E non mi stanchero' mai di dire che nel sistema scuola-educazione noi investiamo pochissime risorse rispetto agli altri paesi (ad esempio, Svezia ed Israele sono ad oltre il 4 perc. del PIL, gli USA tra il 2 ed il 3, noi sotto l'un perc.). A questa questione si suole obiettare con il problema degli sprechi e del fatto che non ci sono soldi. Purtroppo, anche qui, si va a colpire "nel mucchio" invece di operare interventi mirati (l'ho gia' scritto nel mio commento al post con le vignette). Ma gli istituti scolastici di altri paesi, quanto a strutture (biblioteche, laboratori, disponibilita' del personale, trattamenti economici dei docenti, etc.) sono quasi quasi paragonabili a dipartimenti universitari; da noi invece cadono i soffitti, i docenti vivono nel precariato con stipendi da fame, etc.

Cordiali saluti,
Lucio Demeio

Barbara ha detto...

Gentilissimo signor Lucio, il contenuto di ciò che lei ha scritto sui genitori e sui provvedimenti disciplinari, mi è arcinoto; non mi potrebbe sfuggire per il semplice fatto che a scuola ci lavoro.
Ma è pazzesco che in questo Paese, anche quando qualcosa si sta muovendo verso la direzione giusta, si ami tanto piangere e lamentarsi, alimentando così senza requie l'immobilismo che ci affossa e ci risucchia nelle sabbie mobili.
Vorrei risponderle con le parole argute di Mario Giordano.

- Quando mi sento dire che "il problema della scuola non esiste, il problema è della società", mi viene da ridere. E da dove nasce il problema della società? Piove giù da cielo insieme alla grandine? Entra nel camino con Babbo Natale? Suvvia, siamo seri: che cosa viene prima? Il Paese o l'istruzione? Come minimo, siamo al paradosso dell'uovo e della gallina. Ma qualcuno, intanto, spieghi ai nostri studenti cosa significa paradosso. E magari dica loro che non ha nulla a che fare con le cunette del manto stradale. -

I soldi c'entrano tra il poco e il niente con la sostanza del problema.

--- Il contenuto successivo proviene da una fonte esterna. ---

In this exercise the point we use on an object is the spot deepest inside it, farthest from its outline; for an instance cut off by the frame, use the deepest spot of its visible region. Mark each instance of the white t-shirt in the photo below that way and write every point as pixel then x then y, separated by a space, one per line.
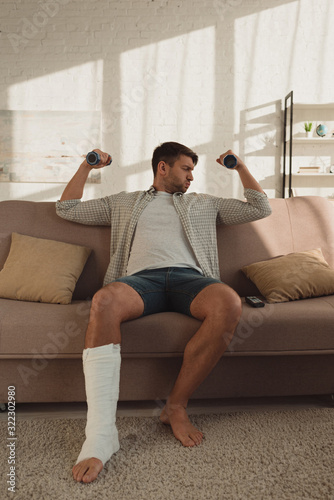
pixel 160 240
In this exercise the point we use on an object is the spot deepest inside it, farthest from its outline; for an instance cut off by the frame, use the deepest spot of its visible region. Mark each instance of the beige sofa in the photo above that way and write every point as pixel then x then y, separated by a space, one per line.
pixel 281 349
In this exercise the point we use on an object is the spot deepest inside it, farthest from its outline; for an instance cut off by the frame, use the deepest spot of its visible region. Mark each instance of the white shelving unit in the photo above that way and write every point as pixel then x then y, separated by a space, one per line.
pixel 307 152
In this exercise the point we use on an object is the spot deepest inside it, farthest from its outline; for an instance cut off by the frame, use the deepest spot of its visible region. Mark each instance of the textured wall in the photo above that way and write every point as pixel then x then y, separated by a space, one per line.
pixel 208 73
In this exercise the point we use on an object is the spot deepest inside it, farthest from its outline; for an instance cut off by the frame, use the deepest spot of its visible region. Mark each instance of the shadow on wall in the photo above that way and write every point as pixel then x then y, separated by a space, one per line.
pixel 53 32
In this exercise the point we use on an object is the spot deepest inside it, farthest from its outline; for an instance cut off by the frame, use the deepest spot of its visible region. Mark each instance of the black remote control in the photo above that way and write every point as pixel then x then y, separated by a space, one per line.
pixel 254 301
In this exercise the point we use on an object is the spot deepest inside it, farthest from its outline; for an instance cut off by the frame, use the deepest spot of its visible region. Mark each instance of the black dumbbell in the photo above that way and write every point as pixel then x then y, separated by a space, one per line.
pixel 94 158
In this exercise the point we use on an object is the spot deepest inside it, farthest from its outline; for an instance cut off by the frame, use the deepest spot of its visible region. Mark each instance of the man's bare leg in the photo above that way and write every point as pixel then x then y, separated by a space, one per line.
pixel 219 307
pixel 111 305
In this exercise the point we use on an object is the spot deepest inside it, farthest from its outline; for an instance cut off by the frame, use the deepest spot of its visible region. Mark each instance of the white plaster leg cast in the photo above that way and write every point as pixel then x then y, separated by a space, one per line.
pixel 101 367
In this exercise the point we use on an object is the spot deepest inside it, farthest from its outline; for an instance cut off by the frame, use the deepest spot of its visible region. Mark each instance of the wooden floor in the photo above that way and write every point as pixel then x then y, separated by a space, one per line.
pixel 26 411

Fausto di Biase ha detto...

Ben detto, professor Israel!

Per quanto riguarda la ``conversazione socratica'', mi permetto di suggerire un metodo che e` piaciuto ai miei studenti universitari di matematica (del primo anno) :

1. li faccio sedere distanziati uno dall'altro (almeno una sedia vuota tra due studenti)

in modo che non possano facilmente guardare nel quaderno dell'altro

2. dopo aver spiegato un po' di cose, formulo una domanda, un esercizio, un quesito, un problema, che deve essere risolto subito da loro in classe

( con l'intesa che le soluzioni non saranno da me usate per dare loro un voto o per formare la base del voto finale)

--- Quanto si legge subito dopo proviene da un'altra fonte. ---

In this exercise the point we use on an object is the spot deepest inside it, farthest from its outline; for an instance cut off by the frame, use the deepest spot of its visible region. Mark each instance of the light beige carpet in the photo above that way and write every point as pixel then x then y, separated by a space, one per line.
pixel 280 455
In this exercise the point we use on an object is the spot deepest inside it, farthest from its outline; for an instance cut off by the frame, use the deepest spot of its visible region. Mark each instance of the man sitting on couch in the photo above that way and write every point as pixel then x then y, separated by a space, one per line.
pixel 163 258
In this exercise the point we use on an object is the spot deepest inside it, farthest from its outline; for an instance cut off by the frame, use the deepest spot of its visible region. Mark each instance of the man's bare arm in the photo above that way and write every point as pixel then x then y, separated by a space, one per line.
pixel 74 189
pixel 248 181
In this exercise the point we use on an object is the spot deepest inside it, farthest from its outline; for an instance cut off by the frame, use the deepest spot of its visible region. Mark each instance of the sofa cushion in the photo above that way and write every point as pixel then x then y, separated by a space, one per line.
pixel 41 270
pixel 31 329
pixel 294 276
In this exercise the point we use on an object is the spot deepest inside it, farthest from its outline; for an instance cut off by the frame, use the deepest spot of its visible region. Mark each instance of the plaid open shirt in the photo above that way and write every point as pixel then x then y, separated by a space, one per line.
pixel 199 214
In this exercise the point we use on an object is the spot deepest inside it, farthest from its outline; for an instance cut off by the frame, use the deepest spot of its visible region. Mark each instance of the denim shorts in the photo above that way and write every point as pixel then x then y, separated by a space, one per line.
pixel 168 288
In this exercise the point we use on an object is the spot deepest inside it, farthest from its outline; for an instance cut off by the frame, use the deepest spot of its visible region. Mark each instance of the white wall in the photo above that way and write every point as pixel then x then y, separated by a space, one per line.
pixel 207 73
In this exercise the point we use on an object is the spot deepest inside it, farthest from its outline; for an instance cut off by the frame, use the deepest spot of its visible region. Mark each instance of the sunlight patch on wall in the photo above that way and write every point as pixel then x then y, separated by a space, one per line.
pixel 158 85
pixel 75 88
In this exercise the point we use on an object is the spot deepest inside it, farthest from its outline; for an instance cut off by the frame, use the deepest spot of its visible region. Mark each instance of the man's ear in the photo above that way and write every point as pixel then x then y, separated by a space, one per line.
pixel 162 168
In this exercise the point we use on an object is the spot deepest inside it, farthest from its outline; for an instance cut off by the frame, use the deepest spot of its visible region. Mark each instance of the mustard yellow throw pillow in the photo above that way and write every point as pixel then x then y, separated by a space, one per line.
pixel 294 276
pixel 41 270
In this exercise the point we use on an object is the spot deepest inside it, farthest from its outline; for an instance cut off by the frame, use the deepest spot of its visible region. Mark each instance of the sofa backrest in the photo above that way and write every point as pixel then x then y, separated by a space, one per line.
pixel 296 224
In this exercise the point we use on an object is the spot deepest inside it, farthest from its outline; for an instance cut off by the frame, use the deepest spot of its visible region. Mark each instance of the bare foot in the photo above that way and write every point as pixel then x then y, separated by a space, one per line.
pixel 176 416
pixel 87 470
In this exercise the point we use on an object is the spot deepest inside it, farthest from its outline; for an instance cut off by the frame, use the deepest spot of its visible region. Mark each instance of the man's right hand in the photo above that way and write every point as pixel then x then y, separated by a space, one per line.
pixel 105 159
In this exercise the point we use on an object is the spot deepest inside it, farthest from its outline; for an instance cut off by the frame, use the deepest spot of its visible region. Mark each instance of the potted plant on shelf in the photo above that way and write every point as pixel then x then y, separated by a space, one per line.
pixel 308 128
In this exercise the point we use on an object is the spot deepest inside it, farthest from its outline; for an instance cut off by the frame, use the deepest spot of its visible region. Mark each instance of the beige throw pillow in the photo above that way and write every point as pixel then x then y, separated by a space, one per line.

3 (a) giro tra i banchi per vedere cosa scrivono, rispondere alle loro domande, dare suggerimenti, se e` il caso ad alta voce in modo che sia utile per tutti;

e

3 (b) quando vedo errori gravi o soluzioni nuove e diverse da quelle date dagli altri, torno alla lavagna e spiego a tutti l'errore da evitare o la soluzione nuova trovata da qualcuno

Ho capito che per gli studenti questo mettere le mani in pasto subito dopo una spiegazione e` importante, perche', nella civilta` dell'immagine in cui ci troviamo, l'abitudine al pensiero astratto e` in via di estinzione tra i giovani.

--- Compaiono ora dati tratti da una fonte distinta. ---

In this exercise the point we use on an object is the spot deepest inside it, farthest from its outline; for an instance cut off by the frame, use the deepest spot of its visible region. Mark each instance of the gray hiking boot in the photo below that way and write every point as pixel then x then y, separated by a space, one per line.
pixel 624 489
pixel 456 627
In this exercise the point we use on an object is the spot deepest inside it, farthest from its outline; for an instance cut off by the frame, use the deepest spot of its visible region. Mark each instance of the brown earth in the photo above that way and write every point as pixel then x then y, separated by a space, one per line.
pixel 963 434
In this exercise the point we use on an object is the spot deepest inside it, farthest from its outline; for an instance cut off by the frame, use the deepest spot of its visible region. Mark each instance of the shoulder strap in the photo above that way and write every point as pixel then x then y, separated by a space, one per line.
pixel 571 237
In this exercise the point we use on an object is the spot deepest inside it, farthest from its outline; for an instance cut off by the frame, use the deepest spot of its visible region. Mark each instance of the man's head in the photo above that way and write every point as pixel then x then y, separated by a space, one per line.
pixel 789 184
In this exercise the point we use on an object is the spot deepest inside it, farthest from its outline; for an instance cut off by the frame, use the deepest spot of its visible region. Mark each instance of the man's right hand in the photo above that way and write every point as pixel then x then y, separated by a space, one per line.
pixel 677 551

Per quanto riguarda le diapositive (pardon, ``slides'') concordo con il Suo giudizio. Intanto e` intollerabile che non si sappia piu` parlare in italiano. Alle tesi di laurea dicono ``performance'' (con l'accento sulla sillaba sbagliata) e usano mille altre parole della lingua inglese, in modo e in misura intollerabile. Trovo scandaloso che (a parte le cose che Lucio Russo scrisse nel suo Segmenti e Bastoncini) non si siano levate voci di intellettuali su questo problema della lingua. Citati scrive pezzi sul commissario Colombo, ma nessuno si scandalizza se vengono introdotte nel nostro parlato espressioni di cui potremmo benissimo fare a meno.

Lucio ha detto...

Gentilissima signora Barbara,

avrei voluto risponderle prima, ma uno nella vita deve fare anche altre cose, oltre a seguire i blog.

Le parole di Mario Giordano sembrano indicare che i mali della societa' (degrado morale e quant'altro) siano causati dalla scuola, o che i problemi della scuola abbiano causato il degrado nella societa' (forse le parole sono imprecise, ma il senso mi pare questo). Giordano pero' si dimentica che ne' la scuola deriva dall societa', ne' la societa' dalla scuola. C'e' piuttosto un rapporto di feedback, o forse di simbiosi tra le due. La scuola e' parte della societa', ma allo stesso tempo forma le generazioni di domani. Quel che mi pare, e' che al giorno d'oggi piu' che di simbiosi si tratta di parassitismo, nel senso che la societa' sfrutta il mondo della scuola - in tanti modi, ci vorrebbe un libro, non un commento in un blog - e funge da parassita.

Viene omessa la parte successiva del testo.